Not all Internet outages take a website down. Some may impact a smaller subsection of users or only affect one part of a site’s functionality. Moreover, because of their relative “hidden” nature, organizations may not always know about them immediately since fewer users will be making complaints. However, such incidents can still have serious consequences, thus you want to detect them as soon as possible so you can quickly mitigate and resolve issues.
Detection isn’t as easy as it sounds. Many sites rely on basic uptime monitoring— sometimes limited to just monitoring their home page—to detect slowdowns and outages, which can mean that a company experiencing intermittent or partial site failures misses detection.
Earlier this month, through our ability to conduct transaction monitoring, we detected just such an issue at Amazon.
Detecting Amazon’s Search failures
Catchpoint systems began to detect initial failures related to Amazon’s Search function at 12:51:02 ET on December 05, 2022. As you can see below, these were intermittent in nature.
The errors lasted for 22 hours until December 7, 2022 – 11:13:44 ET, remaining intermittent, yet continuing to impact users worldwide wishing to search for products on Amazon’s desktop and mobile sites. According to our Synthetic data, around 20% of worldwide users were impacted across the entire time frame. For a certain percentage of the users, Search was completely down and unusable for the entire 22 hours. End users were greeted with the error message above when trying to search for items to buy on the site.
Any kind of negative user experience like this (we detected a similar incident several years ago) can have a serious impact on brand reputation and ultimately, the bottom line of the affected company.
Which layer of the Internet stack was responsible?
Catchpoint’s Internet Performance Monitoring platform was able to identify precisely which layer of the Internet stack was responsible for the issue. In this case, from looking at the headers (see below), we were quickly able to confirm the problem was the result of an HTTP 503 being returned by Amazon CloudFront.
Rapid detection of the problem, along with the ability to rapidly pinpoint root cause, lets you see and troubleshoot interruptions as they occur. The issue, which ultimately impacted a fifth of Amazon global users (imagine the impact on global revenue), could have been resolved far more quickly with an IPM solution.
Challenges with the golden triangle of observability
In recent years, there has been a great deal of focus in APM on “the golden triangle of observability”: logs, traces and metrics. One major problem with the kind of approach that focuses solely on the golden triangle is the delay introduced in detecting intermittent incidents.
The golden triangle is amazing, but if it’s all that we are dependent on when trying to detect issues early, it suffers from a few major shortcomings.
The most important of all is the delay we see in detecting issues that are caused by a high error threshold.
Most of the systems that depend on logs and traces to detect problems have error thresholds set as high. This is largely to avoid false positives, especially in a situation where the number of hits is high.

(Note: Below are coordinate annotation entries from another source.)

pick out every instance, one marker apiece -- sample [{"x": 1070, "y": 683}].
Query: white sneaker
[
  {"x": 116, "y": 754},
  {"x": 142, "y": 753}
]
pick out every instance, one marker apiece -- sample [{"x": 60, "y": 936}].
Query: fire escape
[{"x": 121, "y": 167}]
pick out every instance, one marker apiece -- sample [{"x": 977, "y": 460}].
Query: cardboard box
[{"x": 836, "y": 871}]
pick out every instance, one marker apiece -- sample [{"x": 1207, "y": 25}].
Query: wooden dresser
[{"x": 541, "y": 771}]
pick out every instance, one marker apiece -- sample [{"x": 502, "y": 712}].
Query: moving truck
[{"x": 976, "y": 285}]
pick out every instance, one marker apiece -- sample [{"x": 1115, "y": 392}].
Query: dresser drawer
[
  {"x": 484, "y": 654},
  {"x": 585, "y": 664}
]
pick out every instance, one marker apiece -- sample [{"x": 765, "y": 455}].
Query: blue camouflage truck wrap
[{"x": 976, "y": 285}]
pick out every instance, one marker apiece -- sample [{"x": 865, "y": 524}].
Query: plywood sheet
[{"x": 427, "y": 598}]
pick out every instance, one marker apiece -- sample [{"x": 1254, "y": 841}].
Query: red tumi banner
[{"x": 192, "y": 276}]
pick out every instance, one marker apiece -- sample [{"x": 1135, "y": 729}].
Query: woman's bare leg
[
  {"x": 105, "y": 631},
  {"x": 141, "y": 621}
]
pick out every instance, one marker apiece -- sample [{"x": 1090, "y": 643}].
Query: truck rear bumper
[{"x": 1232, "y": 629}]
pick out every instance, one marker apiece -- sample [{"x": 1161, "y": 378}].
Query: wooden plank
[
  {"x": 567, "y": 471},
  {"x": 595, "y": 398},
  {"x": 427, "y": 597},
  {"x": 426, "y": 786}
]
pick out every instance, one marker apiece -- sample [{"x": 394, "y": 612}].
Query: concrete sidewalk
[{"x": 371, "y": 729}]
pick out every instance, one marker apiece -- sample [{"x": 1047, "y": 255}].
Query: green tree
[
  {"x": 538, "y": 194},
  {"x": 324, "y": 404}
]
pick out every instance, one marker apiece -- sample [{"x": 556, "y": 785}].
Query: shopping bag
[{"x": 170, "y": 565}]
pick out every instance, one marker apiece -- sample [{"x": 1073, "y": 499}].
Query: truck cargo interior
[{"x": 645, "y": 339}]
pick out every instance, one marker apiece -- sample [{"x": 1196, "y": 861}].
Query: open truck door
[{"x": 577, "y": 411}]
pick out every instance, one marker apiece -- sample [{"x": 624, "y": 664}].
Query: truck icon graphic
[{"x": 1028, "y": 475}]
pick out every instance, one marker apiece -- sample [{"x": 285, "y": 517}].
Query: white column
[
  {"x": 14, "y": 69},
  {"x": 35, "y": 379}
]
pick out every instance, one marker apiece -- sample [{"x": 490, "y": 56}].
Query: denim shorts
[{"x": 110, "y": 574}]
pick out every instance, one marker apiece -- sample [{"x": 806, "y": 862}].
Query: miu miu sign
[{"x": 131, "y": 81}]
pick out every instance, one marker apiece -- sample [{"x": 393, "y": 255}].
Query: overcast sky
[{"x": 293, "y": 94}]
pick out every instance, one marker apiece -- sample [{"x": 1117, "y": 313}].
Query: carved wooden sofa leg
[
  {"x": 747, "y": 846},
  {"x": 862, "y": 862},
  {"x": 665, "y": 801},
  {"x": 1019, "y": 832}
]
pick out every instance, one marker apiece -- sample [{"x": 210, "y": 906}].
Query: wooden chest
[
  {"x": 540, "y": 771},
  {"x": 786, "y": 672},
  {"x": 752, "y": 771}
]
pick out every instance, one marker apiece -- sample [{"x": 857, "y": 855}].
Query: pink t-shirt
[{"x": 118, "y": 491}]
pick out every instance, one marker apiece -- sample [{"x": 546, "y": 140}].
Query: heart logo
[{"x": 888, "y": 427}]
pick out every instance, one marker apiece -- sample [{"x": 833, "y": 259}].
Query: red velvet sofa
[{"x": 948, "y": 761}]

However, if we look at the diagram above, we can see how high thresholds set on the APM side can result in delays in detection of issues post a change (for example, increased errors due to a bad deploy).
Why IPM is important here
This is exactly when a strategy built around Internet Performance Monitoring, specifically proactive targeted monitoring, becomes important because the thresholds set are lower, allowing us to:
- Detect issues faster and at a much earlier stage – often before the actual end users are impacted.

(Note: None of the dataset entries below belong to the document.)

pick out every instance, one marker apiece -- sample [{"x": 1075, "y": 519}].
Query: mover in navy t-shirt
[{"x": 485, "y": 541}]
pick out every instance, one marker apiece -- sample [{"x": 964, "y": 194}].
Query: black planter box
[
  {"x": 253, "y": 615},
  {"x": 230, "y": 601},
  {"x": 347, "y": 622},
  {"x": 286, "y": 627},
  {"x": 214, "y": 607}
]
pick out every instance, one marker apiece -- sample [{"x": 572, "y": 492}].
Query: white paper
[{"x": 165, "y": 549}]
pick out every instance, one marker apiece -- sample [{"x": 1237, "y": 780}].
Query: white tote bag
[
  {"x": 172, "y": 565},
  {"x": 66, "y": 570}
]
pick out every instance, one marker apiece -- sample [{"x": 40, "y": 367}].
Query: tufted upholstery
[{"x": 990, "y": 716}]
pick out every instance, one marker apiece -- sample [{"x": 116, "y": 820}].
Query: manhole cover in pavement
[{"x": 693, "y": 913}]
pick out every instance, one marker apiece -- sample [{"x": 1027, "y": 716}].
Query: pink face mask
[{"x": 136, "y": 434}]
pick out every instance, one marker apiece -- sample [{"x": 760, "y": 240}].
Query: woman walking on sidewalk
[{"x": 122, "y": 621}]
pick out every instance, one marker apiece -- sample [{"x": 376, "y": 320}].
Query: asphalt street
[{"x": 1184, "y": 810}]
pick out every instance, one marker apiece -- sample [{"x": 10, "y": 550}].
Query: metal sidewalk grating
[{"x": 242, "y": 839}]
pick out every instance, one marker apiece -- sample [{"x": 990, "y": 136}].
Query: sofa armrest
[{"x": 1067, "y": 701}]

- Detect intermittent issues that may not be impacting 100% of traffic (this was the case with Amazon search).
Proactive Synthetic Monitoring is extremely targeted and allow us to set tighter thresholds around the myriad components of the Internet stack:
Why you need a best of breed monitoring strategy
When it comes to outages like these, it is extremely important to have a monitoring strategy in place which makes use of best of breed solutions that are specific and targeted to perform specific activities, including:
- IPM, which includes:
- Proactive Monitoring to detect issues quicker, understanding which layer of the Internet stack the problem is originating from, and which functionality is impacted.
- Reactive Monitoring to ascertain the impact from a business standpoint (pageviews, revenue, conversions, and geographic impact).

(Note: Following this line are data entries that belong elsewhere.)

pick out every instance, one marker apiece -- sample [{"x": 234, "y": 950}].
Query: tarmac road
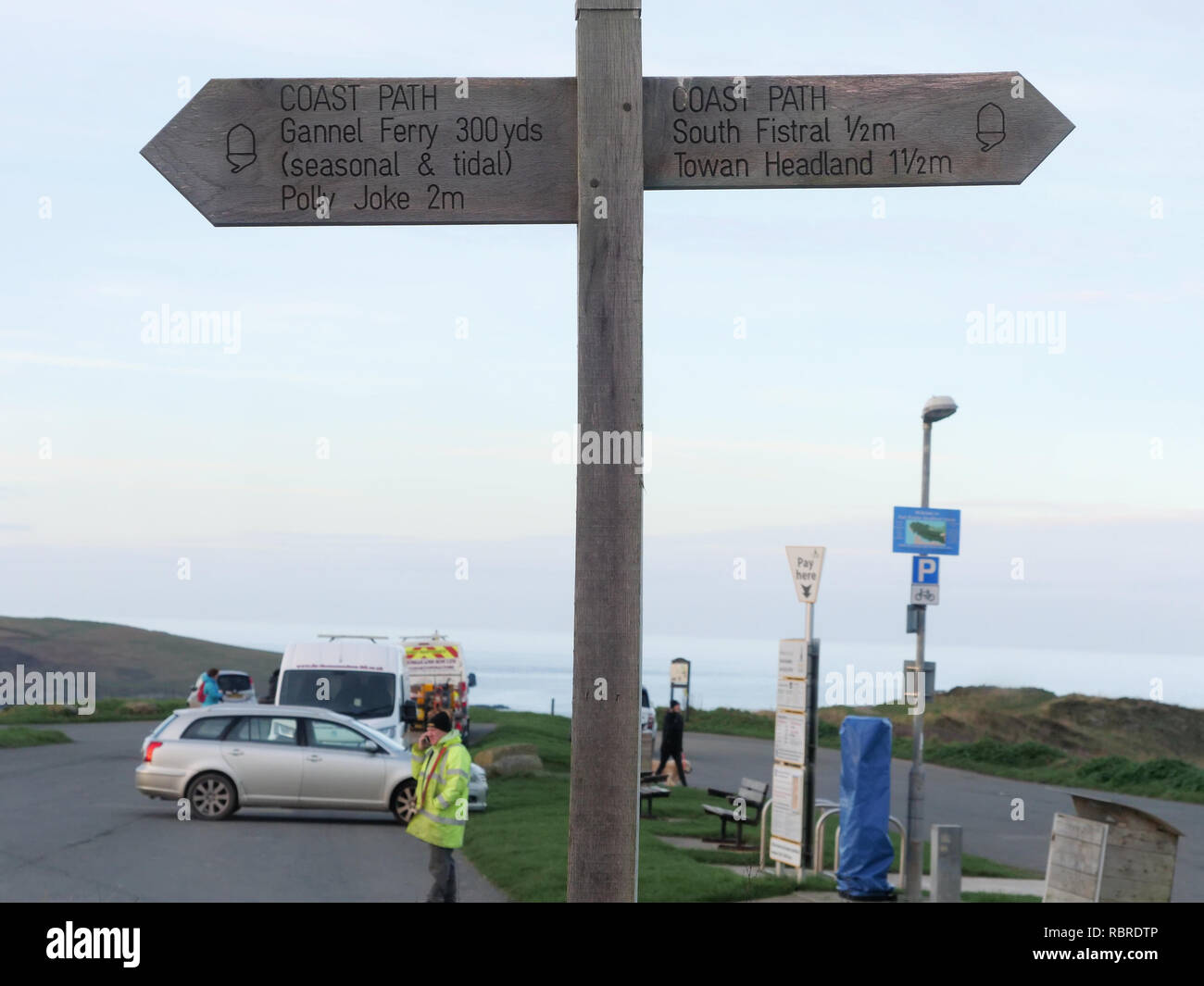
[
  {"x": 72, "y": 828},
  {"x": 982, "y": 805}
]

- APM (logs, traces and metrics) to better understand the internal components of the system which may be impacted.
As Steve McGhee, Reliability Advocate, SRE, Google Cloud, highlighted in his Conclusion for Catchpoint’s 2023 SRE Report, there is a reason why experts never depend on a single solution, tool or platform to accomplish their tasks in the best possible manner. “When it comes to skilled labor, or ‘operations’ perhaps,” writes Steve, “you want teams to be able to reach for the right tool at the right time, not to be impeded by earlier decisions about what they think they might need in the future.”